Hundreds of drones have been launched from Iran, Iraq, Yemen, Lebanon and Syria in the past year, killing several people and causing severe damage to buildings, roads, and homes.

They fly at a low altitude, often under the Iron Dome’s radar, forcing the Israel Defense Forces (IDF) to manually detect and shoot them down. In July, an Iranian-made drone flew 2,000 km from Yemen before striking an apartment in Tel-Aviv, killing a civilian.

What next?

Security experts have warned for years that a major coordinated missile attack by Iran and its proxies could overwhelm the air defence system and cause huge destruction to civilian areas.

After last Tuesday’s attack, the evidence suggests 
a full-scale Iranian ballistic missile barrage hitting a densely populated area could kill hundreds of people.

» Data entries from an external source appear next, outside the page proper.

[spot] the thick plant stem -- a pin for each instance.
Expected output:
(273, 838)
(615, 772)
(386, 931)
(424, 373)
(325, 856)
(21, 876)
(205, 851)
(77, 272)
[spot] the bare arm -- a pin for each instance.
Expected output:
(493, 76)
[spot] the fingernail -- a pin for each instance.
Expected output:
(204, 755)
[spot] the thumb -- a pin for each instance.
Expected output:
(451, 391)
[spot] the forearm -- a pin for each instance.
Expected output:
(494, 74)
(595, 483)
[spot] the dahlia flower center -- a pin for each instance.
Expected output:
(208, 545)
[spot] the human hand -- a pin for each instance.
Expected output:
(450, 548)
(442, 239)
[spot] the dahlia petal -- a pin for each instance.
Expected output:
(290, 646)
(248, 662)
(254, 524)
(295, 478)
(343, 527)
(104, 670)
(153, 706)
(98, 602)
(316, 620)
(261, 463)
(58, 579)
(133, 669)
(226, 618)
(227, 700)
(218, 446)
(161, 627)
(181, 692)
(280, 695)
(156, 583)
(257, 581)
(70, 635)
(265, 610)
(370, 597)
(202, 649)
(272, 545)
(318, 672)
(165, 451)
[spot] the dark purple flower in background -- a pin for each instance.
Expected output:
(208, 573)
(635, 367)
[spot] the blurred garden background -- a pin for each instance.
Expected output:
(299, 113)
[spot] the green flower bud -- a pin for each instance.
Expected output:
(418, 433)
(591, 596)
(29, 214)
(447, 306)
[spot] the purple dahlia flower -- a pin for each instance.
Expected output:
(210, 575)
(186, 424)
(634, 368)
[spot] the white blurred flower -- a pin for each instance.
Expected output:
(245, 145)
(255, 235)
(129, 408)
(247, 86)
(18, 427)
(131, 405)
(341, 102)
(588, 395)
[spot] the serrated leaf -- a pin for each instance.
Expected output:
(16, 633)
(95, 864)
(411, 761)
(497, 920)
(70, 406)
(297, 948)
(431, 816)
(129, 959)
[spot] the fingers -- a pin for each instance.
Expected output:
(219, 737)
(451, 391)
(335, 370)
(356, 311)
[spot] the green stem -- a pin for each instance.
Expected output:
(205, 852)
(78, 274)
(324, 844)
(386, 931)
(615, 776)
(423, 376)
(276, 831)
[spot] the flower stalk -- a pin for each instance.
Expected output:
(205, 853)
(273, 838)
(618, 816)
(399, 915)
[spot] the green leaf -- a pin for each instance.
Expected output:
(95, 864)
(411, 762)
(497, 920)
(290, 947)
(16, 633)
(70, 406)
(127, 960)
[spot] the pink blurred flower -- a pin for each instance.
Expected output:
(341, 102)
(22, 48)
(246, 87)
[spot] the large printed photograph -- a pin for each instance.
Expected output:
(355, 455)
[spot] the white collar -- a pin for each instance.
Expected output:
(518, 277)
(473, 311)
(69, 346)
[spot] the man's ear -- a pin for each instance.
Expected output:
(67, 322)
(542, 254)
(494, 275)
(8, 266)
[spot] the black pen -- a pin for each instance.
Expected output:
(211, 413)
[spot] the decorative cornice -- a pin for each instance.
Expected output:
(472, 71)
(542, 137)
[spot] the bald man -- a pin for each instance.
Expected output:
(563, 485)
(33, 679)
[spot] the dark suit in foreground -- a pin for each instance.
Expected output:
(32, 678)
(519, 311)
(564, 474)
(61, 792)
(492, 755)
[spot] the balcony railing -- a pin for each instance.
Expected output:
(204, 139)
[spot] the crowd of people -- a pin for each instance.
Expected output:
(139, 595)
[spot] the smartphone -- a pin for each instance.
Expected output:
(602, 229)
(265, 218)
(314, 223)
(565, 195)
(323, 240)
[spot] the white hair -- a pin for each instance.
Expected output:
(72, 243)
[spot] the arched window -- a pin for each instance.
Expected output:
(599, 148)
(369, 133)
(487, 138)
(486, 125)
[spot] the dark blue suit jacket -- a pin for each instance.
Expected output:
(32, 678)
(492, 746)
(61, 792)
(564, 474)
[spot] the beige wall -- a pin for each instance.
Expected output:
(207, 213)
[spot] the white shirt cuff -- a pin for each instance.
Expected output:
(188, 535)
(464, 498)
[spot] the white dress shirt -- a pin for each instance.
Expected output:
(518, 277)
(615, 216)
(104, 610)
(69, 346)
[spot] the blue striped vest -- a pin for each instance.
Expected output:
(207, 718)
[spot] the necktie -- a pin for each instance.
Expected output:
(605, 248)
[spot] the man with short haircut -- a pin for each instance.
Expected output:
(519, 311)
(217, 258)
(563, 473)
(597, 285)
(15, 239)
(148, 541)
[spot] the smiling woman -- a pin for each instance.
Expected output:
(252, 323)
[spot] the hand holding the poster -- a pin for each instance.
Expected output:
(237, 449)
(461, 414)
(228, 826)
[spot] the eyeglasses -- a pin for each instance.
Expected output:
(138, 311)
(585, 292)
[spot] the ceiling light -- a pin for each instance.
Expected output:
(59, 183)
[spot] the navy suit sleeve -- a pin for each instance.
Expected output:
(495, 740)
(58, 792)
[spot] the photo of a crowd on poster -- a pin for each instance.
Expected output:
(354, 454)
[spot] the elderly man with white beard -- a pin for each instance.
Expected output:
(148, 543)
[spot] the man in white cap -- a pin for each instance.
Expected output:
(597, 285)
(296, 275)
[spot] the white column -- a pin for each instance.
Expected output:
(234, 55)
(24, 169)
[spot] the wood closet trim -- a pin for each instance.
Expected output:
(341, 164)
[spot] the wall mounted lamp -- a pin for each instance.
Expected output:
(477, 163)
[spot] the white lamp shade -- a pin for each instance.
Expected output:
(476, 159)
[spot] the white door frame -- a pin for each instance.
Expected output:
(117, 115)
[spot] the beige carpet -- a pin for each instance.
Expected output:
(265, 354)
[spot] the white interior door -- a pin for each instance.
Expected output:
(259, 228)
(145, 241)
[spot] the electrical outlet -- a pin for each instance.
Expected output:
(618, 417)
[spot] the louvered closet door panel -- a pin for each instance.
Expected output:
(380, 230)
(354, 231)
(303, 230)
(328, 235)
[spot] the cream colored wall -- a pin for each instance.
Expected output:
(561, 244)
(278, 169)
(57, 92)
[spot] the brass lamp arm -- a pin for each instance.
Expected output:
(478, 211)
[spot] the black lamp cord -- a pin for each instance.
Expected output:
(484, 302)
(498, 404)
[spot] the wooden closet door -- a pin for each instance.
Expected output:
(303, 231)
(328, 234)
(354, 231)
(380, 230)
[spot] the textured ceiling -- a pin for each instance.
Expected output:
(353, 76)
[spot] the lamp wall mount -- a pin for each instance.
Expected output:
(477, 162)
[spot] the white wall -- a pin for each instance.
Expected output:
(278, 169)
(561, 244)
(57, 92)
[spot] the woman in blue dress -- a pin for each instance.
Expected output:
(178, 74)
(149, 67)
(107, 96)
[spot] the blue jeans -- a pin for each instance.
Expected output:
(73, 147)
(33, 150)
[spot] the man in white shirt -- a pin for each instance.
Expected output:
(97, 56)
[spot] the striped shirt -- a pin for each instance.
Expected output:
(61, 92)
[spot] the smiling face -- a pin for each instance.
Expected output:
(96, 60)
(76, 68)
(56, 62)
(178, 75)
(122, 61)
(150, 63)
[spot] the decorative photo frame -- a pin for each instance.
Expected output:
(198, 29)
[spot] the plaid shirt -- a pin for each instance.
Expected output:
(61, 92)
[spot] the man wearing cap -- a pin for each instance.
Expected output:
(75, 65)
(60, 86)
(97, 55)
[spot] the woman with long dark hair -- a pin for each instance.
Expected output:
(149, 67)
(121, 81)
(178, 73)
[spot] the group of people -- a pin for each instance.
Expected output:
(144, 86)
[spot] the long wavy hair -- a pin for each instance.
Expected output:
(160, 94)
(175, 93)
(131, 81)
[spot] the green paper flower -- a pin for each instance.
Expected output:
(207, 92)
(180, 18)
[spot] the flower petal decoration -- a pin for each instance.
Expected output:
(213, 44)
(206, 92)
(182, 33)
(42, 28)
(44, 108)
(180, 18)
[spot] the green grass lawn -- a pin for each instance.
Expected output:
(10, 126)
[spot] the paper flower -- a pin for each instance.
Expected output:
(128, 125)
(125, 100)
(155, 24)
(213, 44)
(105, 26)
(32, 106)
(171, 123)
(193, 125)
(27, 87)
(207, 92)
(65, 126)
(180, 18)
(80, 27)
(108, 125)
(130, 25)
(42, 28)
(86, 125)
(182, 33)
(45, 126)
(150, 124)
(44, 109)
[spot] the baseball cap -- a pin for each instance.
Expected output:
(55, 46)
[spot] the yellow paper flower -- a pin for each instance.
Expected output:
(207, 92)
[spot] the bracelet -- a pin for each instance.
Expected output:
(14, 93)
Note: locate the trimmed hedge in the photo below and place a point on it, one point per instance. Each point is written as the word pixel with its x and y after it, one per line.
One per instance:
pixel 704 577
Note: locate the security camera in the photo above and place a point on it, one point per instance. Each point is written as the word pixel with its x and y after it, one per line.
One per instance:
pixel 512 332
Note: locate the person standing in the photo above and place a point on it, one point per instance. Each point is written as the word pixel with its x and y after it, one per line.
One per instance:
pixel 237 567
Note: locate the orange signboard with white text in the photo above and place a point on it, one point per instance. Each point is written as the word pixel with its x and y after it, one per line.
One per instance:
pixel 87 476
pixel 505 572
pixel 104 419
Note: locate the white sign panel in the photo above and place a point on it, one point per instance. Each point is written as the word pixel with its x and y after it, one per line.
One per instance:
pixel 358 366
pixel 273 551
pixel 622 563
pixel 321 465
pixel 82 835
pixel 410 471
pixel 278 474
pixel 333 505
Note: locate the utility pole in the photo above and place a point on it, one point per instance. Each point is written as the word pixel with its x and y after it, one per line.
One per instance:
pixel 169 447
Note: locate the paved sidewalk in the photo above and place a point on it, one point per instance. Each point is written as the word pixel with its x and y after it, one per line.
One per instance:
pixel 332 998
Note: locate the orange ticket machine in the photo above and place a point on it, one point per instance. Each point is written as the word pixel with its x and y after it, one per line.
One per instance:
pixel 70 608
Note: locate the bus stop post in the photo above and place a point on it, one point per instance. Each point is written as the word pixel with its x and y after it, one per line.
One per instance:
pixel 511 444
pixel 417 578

Dr Kalinsky said “a direct hit will destroy some of the buildings” if an attack was launched at Tel-Aviv, for instance. But he said civilians would likely have time to get to bunkers owing to early warning systems. However, he warned that even an indirect hit would cause significant damage to infrastructure through powerful shockwaves.

While attacking civilian areas would be a major escalation, the prospect of an all-out war between Israel and Iran has heightened concerns.

However, experts like Dr Kalinsky caution that a larger missile barrage takes time and preparation, and would likely be detected in advance.

Israel is considered to have one of the best air defence systems in the world, and certainly one of the most densely deployed.